Mother Teresa reached the Unitative Way, I have no doubt. As a much lesser mortal, I see myself in need of constant redemption and repair. A wanderer, so to speak, who knows deep down what he must do and the road he must follow, but who is often distracted into taking side roads. These eventually lead back to the main path, but what an exhausting waste of time, energy and emotional reserves this taking of spinoff routes that bob and weave and go nowhere in and of themselves. The important thing is to keep struggling. Maintain hope. Hold onto your core values and beliefs.
- In this clipping file there are also two articles on the great French 19th century caricaturist and artist Honore Daumier, an exhibit of whose work I saw in Washington in the fall of 1979. As a cartoonist he skewered the middle class follies he observed all around him, but he did so with great dollops of humor and affection for the subjects of his lithographs. He had a genius for expressing emotion, attitudes, gestures, the human form and movement. I remember in college when I first studied his work, how I marveled at what I saw (See Honore Daumier: Selected Works, edited by Bruce and Seena Harris). What a discovery! Interest in his work has remained strong ever since. It is continually fresh and revealing.
- A Meditation on Aging by Father Robert Griffin, who was a writer I greatly admired those many years ago. He wrote: "All you need for contentment is the comfort of a good book, a good drink, and a fine meal; a splendid conversation with a friend; peace at day's end from your prayers well said."
- A picture of a solitary youth gazing across the water that fills an abandoned rock quarry near Jacksonville, N.C.
- An article about, and photographs by, one of the great Farm Security Administration (FSA) documentary photographers during the Depression years of the 1930s, John Vachon.

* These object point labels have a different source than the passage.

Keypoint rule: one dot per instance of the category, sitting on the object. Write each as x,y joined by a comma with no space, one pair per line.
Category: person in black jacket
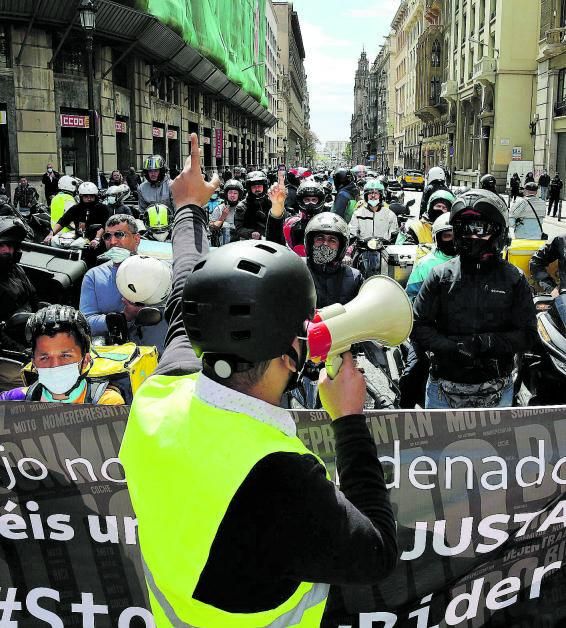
265,546
548,253
17,293
475,312
554,196
347,194
50,181
436,180
251,212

- An advertisement for the movie, "Breaking Away," that thought-provoking, good-feeling film from 1979 that had such an impact on me following a turbulent period in my life. I can't explain to anyone why I never fail to look at it again when it comes on TV (most recently on Bravo). It's the only movie I ever saw where a theater manager give a money-back guarantee. I'll write more on this in a later entry.
- Part 1 of "Down and Out", the Washington Post series in 1980 about the homeless in the nation's capital. The first article was entitled, "Exploring the World of the Urban Derelict." This whole series was an extraordinary piece of journalism which had a lasting impact on me, morbidly fascinated as I've been all my life by the phenomenon of urban homelessness. The stories were experienced and written by Neil Henry.
- A portfolio of works by the photographers Bruce Davidson and an article by Julia Scully and Andy Grundber, "Currents: American Photography Today." The first page featured photographs by William Eggleston (more on him later), Joel Meyerowitz, and Joe Maloney.
- A photograph of two people tubing lazily down the Edisto River in the summer of 1983, the year before I began my series of trips around the country.
- Articles: "Behind the Demise of Family Newspapers" (U.S. News and World Report, 2/11/85), and "The Great School Reform Hoax: What's Really Needed to Improve Public Education?" in the April 1984 issue of Esquire magazine in the days when it was still readable.
It intrigues me a great deal that I can go back to these old clippings files and find that I'm still interested in the subject matter and in reading them again. Reminders of who I was and who I am.